Las ! ce qui peut passer pour de la douceur au quotidien peut vite devenir une faiblesse dans le monde un brin cruel de l’entrepreneuriat. “Je me suis rendu compte, en 3 ans de mentoring, que les femmes sont beaucoup plus modestes, elles ont moins de réseau, elles ont moins d’ambitions de développement, parce qu’elles sont plus raisonnables et cela aussi, c’est culturel. Du coup, elles ont tendance à penser petit alors qu’un homme se prendra pour Apple avant même d’avoir lancé sa société. En revanche, ces caractéristiques féminines se transforment en de véritables qualités, notamment managériales, lorsque ces femmes sont aidées et comprennent qu’elles sont réellement entrepreneures”, explique Martine Liautaud, présidente de Women Business Mentoring Initiative (WBMI).

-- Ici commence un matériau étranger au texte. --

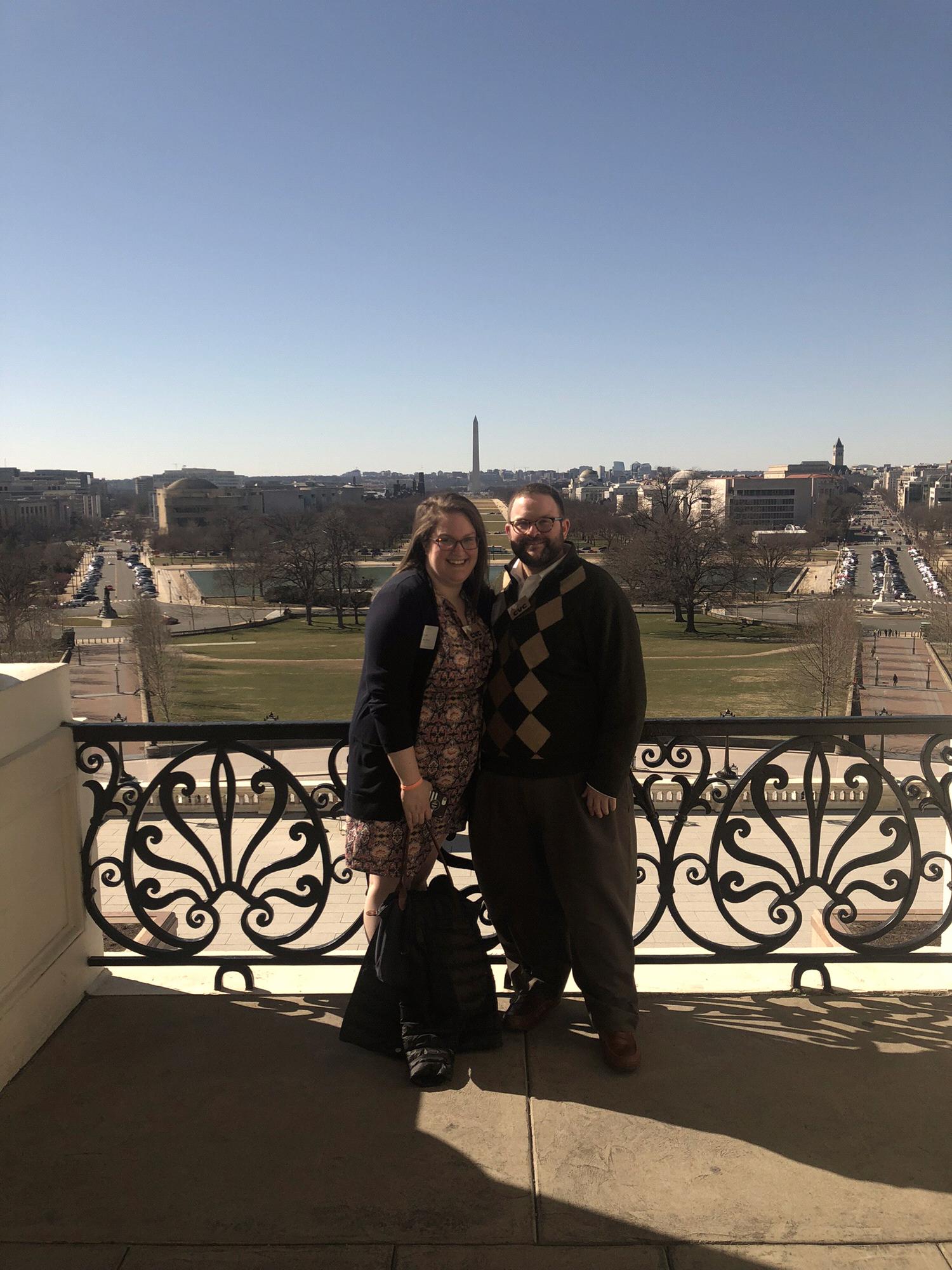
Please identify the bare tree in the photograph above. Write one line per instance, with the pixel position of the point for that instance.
(774, 553)
(158, 665)
(341, 547)
(26, 606)
(257, 551)
(823, 662)
(300, 558)
(676, 554)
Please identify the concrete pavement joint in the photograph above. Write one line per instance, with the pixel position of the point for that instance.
(531, 1130)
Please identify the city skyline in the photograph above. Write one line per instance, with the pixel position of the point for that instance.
(277, 237)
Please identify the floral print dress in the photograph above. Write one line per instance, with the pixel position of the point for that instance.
(447, 747)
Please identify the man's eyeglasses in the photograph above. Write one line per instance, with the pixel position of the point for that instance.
(544, 524)
(446, 543)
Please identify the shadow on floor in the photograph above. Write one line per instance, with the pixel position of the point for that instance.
(242, 1121)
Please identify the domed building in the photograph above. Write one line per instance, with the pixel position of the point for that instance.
(190, 483)
(587, 487)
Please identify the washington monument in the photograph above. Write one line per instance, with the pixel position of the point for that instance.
(475, 479)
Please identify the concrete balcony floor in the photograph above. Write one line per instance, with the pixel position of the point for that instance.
(172, 1131)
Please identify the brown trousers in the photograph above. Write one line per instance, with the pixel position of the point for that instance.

Leurs faiblesses ? une force
Seule manière d’aiguillonner ce manque de confiance : l’accompagnement, tant au niveau des démarches intrinsèques à la création et à la gestion d’entreprise, qu’en termes de développement personnel. C’est à ce niveau qu’interviennent des groupes de mentoring comme WBMI. “Pour rester dans le trend, il faut passer cette étape des trois ans, explique Martine Liautaud. Nos mentors, tous anciens de l’Université de Stanford, sont des bénévoles qui viennent en aide aux femmes en matière de négociations d’affaires, de négociations de contrats à l’étranger, de développement à l’international, de management. Briser la solitude de l’entrepreneure, c’est lui permettre aussi de se rendre compte, véritablement, de son statut. Une personne mentorée m’a par exemple dit un jour : ‘ Grâce à toi, je sais que je suis un entrepreneur !’ ”. Car la particularité d’un groupe comme WBMI, unique en ce sens qu’il ne s’adresse qu’aux femmes, est de proposer de l’accompagnement “haute couture” en répondant aux problématiques stratégiques des entreprises qui sont suivies. D’ailleurs, n’est pas mentorée qui veut. Les femmes à la tête d’une entreprise de plus de trois ans doivent se montrer sacrément déterminées et avoir une véritable stratégie de développement pour espérer obtenir un accompagnement sur-mesure par des experts mentors. Aussi le réseau WBMI ne traite-t-il bénévolement qu’une dizaine de dossiers par an, favorisant la qualité de la démarche plutôt que la quantité.